C'est aussi montrer et mettre en évidence la réalité concrète de la révolution citoyenne qui sera une lutte difficile contre l'oppression, le pouvoir de la finance et les grands capitalistes qui ne se laisseront pas prendre sans combattre ce qu'ils ont amassé de richesses indues. C'est le volet de l'action, potentiellement dure, qui appelle à la mobilisation générale des citoyens comme en temps de guerre. C'est, il me semble, la raison de l'accent « martial » de JLM lors des meetings qui n'aura pas échappé aux endormis de la pensée molle auxquels cela fait peur. Il n'invite pas les français à une garden partie mais à prendre le pouvoir partout où ils sont. On revient ici à la radicalité politique qui est de ne rien céder. Le Front de Gauche appelle chacun à faire la révolution dans sa tête et dans son cœur, à redresser son échine courbée. Il donne les moyens à chacun de prendre conscience que c'est possible, réaliste et urgent.

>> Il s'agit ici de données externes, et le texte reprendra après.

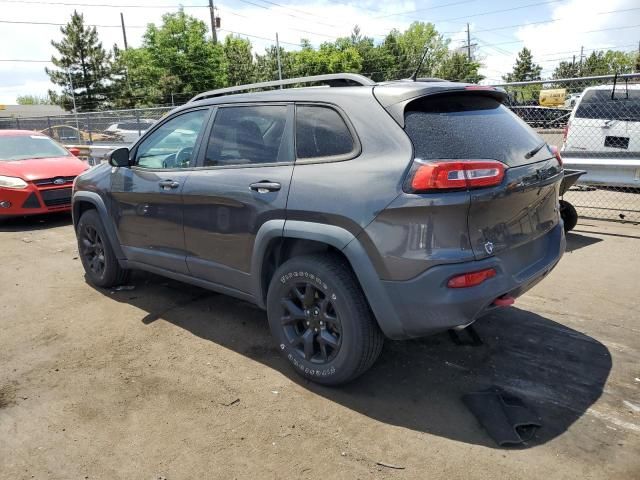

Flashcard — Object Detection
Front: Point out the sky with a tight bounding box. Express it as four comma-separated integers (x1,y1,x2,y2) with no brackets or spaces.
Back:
0,0,639,104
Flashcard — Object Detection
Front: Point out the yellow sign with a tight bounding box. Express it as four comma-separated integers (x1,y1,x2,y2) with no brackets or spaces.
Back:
0,104,6,110
539,89,567,107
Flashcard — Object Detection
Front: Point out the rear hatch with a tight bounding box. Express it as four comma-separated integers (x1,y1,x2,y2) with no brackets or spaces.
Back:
402,92,563,260
565,86,640,153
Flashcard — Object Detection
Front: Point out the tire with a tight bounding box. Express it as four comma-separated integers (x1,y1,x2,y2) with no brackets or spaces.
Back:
77,209,130,288
266,253,384,386
560,199,578,232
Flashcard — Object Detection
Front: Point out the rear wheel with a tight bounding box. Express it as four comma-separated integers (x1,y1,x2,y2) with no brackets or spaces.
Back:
560,199,578,232
267,253,384,385
77,209,129,288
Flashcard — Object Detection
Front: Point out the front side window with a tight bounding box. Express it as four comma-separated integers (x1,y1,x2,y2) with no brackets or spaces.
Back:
204,105,289,167
295,105,355,159
135,109,207,169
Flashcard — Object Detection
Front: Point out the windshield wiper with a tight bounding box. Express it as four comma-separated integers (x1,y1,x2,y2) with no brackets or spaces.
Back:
525,141,546,159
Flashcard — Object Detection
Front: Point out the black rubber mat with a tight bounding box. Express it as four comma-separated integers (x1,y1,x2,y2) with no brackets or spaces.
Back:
463,386,541,446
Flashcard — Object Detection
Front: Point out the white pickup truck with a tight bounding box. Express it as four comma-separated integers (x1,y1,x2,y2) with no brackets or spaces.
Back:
562,83,640,188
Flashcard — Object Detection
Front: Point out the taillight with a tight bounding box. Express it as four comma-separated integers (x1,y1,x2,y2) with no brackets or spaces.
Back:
447,268,497,288
464,85,496,91
550,145,563,167
407,160,506,193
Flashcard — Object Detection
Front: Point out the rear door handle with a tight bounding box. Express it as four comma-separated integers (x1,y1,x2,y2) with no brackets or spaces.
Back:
250,181,281,193
159,180,180,190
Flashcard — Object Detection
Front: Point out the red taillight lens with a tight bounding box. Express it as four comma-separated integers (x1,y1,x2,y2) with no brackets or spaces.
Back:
409,160,506,192
447,268,497,288
550,145,563,167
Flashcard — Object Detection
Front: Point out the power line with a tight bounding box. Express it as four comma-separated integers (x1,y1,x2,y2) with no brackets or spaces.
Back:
0,0,208,7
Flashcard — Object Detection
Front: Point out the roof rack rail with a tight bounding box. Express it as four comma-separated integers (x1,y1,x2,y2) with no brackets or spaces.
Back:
189,73,375,102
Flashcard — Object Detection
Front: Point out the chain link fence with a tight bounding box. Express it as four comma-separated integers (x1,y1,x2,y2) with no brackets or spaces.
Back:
0,106,173,146
1,73,639,223
493,73,640,224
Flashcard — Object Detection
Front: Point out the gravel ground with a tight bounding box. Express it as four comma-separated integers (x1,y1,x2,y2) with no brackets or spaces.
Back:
0,214,639,480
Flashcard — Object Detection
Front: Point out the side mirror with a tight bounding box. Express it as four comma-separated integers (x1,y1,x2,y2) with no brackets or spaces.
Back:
109,147,131,167
68,147,81,157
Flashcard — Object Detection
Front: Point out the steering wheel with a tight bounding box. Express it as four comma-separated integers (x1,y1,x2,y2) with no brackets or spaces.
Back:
175,147,193,167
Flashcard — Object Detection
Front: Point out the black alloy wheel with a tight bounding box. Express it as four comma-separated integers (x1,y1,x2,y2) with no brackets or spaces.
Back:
281,282,342,364
81,224,106,276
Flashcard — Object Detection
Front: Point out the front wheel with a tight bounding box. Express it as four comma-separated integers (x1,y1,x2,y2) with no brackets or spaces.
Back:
77,209,129,288
266,253,384,386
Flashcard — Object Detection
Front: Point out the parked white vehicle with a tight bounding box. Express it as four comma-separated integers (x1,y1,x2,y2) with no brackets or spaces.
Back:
562,84,640,188
104,120,156,144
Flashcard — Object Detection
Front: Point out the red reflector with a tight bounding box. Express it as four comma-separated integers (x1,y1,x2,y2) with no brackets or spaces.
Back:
493,295,515,307
447,268,497,288
410,161,505,192
550,145,563,167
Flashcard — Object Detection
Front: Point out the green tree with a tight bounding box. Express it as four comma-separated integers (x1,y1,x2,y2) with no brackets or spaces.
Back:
291,39,362,77
113,10,227,107
223,36,255,86
581,50,636,76
552,60,580,81
45,11,112,111
340,26,394,81
435,51,484,83
16,94,56,105
380,22,449,80
503,47,542,82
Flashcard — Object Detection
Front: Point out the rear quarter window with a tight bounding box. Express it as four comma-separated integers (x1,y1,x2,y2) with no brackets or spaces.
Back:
404,94,546,167
295,105,355,160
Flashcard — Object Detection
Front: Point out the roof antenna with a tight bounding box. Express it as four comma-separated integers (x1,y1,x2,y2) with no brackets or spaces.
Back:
410,45,430,81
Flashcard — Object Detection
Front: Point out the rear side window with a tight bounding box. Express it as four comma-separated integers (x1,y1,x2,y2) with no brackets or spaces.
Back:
575,89,640,121
296,105,354,159
204,105,289,167
404,94,545,167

Voilà donc comment j'explique ce concept mélenchonnien de radicalité concrète. Il fait écho chez moi avec le concept de raisonnement clinique que nous utilisons en soins infirmiers pour décliner les problèmes de santé d'une personne et en faire l'analyse à partir de ce que nous appelons les indices et qui sont les manifestations concrètes de phénomènes physiologiques ou psychologiques qui se déroulent du côté de la personne soignée. Bien entendu, c'est de la finesse clinique de l'analyse de l'ensemble des données et de la pertinence du recueil de données que vont découler une série d'actions adaptées à la situation. Sur le plan politique c'est donc aux citoyens et à leurs organisations politiques et syndicales qu'il est fait appel pour procéder de façon continue à ce recueil de données objectives. Cela relègue à une position au moins subalterne la fonction si valorisée aujourd'hui, des experts (vous savez, ceux qui se trompent tout le temps). Les véritables experts sont ceux qui se coltinent avec la réalité concrète au quotidien, comme les soignants dans un service de chirurgie.